Quando o parceiro traído sente que tem todas as respostas de que precisa, o casal pode começar a trabalhar na reconstrução da confiança. Casais como Lilian e Mateus se afastaram um do outro de muitas maneiras ao longo do tempo, o que se soma aos sentimentos que, no final, levaram Mateus a trair. Eles negligenciaram o relacionamento e esse conhecimento e aceitação por parte de Lilian ameniza um pouco os conflitos e abre uma nesga na cortina de um futuro (ainda) juntos.
Uma vez que os casais processam o que aconteceu, eles precisam começar a se sintonizar novamente um com o outro. Lilian e Mateus descobriram que evitavam um ao outro para evitar conflitos na maioria das vezes, além da sobrecarga familiar. Sintonizar novamente requer diálogo sobre problemas — tanto problemas perpétuos em andamento quanto questões passadas que podem ter causado algum dano ao relacionamento.
Reconheça que o conflito é inevitável.
O conflito é uma parte natural da vida e no relacionamento amoroso não seria diferente. Todo relacionamento tem conflito devido a diferentes valores, crenças e filosofias de vida. Quando essas diferenças são discutidas com segurança, e quando honradas e respeitadas, o casal experimentará maior intimidade.
Às vezes, isso pode parecer desconfortável e exigir um pouco de adequação com ambos cedendo um pouco. A interferência de um terapeuta experiente nestas questões podem deixar os diálogos mais confortáveis e assertivos.
Uma vez que o casal tenha se sintonizado novamente, será útil criar alguns rituais significativos para permanecerem conectados. Os casais podem ser criativos sobre maneiras de fazer aquilo que é especial e único para eles.

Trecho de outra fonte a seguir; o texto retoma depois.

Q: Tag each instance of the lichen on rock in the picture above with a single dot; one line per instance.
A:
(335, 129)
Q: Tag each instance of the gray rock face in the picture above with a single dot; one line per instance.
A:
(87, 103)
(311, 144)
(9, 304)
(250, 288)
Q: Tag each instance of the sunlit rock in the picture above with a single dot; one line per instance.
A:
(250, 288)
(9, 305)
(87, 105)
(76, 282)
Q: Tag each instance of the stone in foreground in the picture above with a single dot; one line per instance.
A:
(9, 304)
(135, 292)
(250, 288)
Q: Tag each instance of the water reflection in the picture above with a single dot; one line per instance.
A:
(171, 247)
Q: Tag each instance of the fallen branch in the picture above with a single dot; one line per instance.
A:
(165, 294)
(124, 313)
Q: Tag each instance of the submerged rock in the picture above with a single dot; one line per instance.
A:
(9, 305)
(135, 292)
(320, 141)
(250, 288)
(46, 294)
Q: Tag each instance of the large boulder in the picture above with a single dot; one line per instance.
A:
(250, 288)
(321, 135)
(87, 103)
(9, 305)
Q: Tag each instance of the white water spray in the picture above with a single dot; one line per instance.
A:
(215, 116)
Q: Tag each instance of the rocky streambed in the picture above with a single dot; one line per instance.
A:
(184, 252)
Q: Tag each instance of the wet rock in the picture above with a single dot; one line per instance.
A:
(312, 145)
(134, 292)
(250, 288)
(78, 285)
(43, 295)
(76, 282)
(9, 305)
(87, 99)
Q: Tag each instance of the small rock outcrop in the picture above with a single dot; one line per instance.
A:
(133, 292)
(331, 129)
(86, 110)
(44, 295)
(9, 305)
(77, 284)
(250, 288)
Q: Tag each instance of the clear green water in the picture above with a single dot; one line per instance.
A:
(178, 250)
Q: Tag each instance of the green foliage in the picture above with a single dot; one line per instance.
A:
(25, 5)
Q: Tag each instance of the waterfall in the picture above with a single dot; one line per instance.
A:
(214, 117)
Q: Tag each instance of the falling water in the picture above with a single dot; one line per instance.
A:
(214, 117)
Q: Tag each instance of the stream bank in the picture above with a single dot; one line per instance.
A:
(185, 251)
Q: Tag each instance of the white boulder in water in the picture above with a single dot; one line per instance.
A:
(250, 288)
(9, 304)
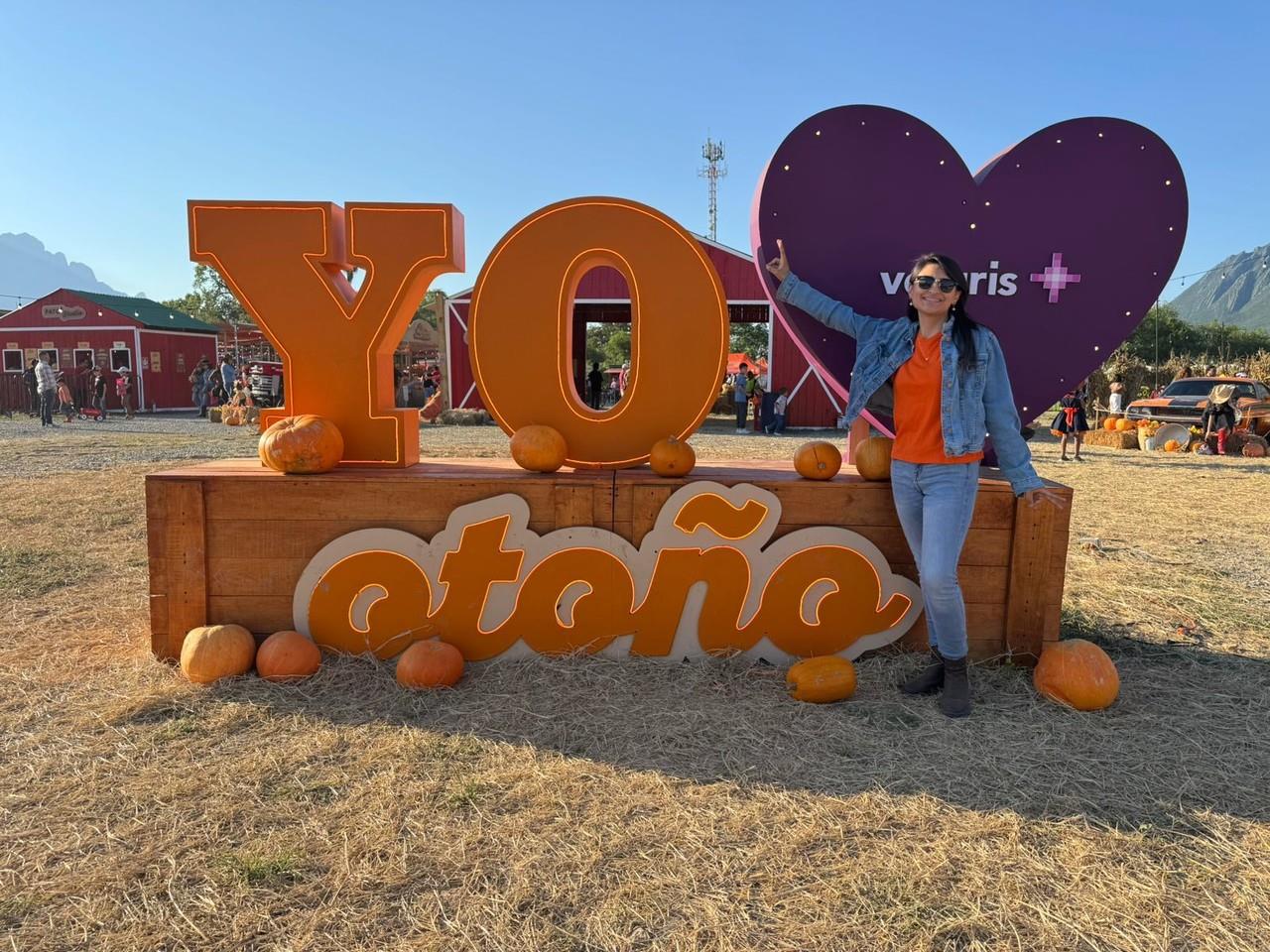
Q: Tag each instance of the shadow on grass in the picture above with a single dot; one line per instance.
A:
(1188, 734)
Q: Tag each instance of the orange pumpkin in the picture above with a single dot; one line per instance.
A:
(302, 444)
(539, 448)
(672, 457)
(216, 652)
(287, 655)
(822, 679)
(873, 457)
(818, 460)
(1078, 673)
(430, 664)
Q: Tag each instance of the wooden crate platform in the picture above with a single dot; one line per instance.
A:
(229, 539)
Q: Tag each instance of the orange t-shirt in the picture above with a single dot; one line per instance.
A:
(919, 431)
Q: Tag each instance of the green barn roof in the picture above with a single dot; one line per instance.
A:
(149, 312)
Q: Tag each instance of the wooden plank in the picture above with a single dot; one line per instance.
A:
(574, 504)
(299, 538)
(262, 615)
(803, 502)
(232, 576)
(240, 549)
(982, 546)
(177, 509)
(1030, 558)
(241, 499)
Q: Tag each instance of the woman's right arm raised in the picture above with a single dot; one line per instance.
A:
(825, 308)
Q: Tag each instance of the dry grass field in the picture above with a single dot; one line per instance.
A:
(590, 803)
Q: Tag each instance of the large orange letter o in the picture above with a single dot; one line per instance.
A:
(520, 330)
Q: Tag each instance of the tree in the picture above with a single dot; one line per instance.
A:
(211, 299)
(430, 307)
(749, 339)
(1176, 338)
(608, 343)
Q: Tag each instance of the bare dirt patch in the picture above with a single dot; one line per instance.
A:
(588, 803)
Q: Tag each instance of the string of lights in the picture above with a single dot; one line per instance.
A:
(1182, 278)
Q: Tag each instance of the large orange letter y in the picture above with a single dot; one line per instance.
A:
(286, 263)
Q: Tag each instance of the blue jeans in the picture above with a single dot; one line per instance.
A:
(935, 503)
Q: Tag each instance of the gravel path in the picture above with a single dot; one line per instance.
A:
(28, 449)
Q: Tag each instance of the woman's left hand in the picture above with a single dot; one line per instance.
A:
(1034, 497)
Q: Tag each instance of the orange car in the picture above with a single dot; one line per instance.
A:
(1184, 402)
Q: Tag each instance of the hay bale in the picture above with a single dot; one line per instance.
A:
(465, 417)
(1116, 439)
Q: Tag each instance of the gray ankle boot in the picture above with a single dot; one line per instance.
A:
(956, 688)
(929, 679)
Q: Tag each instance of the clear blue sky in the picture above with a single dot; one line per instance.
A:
(117, 113)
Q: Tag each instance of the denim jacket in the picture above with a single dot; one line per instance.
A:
(971, 405)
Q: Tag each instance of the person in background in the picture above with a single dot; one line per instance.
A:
(227, 373)
(754, 395)
(1115, 403)
(32, 382)
(778, 424)
(198, 386)
(123, 390)
(739, 397)
(1218, 416)
(594, 385)
(1071, 421)
(46, 388)
(98, 386)
(417, 398)
(64, 399)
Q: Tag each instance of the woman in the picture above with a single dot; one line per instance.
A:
(951, 393)
(1218, 416)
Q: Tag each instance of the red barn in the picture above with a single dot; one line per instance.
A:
(602, 298)
(76, 327)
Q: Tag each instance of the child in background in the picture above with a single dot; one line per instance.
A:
(778, 424)
(64, 399)
(123, 390)
(1071, 421)
(1115, 403)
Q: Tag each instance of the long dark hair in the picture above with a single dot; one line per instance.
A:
(962, 325)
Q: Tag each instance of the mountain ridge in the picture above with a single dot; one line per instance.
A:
(28, 270)
(1236, 293)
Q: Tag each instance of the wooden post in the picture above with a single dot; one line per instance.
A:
(178, 562)
(1030, 563)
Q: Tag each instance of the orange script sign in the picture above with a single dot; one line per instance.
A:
(707, 579)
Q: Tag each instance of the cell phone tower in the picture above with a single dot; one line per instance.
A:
(712, 171)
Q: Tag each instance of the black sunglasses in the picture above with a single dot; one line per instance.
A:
(926, 282)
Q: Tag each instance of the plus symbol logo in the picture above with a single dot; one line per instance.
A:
(1056, 277)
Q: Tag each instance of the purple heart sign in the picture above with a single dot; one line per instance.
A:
(1066, 239)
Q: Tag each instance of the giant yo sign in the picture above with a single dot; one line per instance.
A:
(1067, 238)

Talvez perder mais alguns minutinhos pela manhã e tomar café juntos, programar seus horários para poderem jantar em família, momento mais que especial para que todos os membros da família possam se comunicar. E é claro, tirar um tempo para juntos reconstruírem a intimidade, tempo no quarto à dois, passeios e “fugas” juntos, para colocar realmente a relação nos eixos.
Traições emocionais são um golpe forte para um relacionamento, mas um caso não precisa ser o fim. Casais que têm a fortaleza emocional para estender a mão e buscar a ajuda de que precisam podem criar um relacionamento muito mais significativo e íntimo após a infidelidade.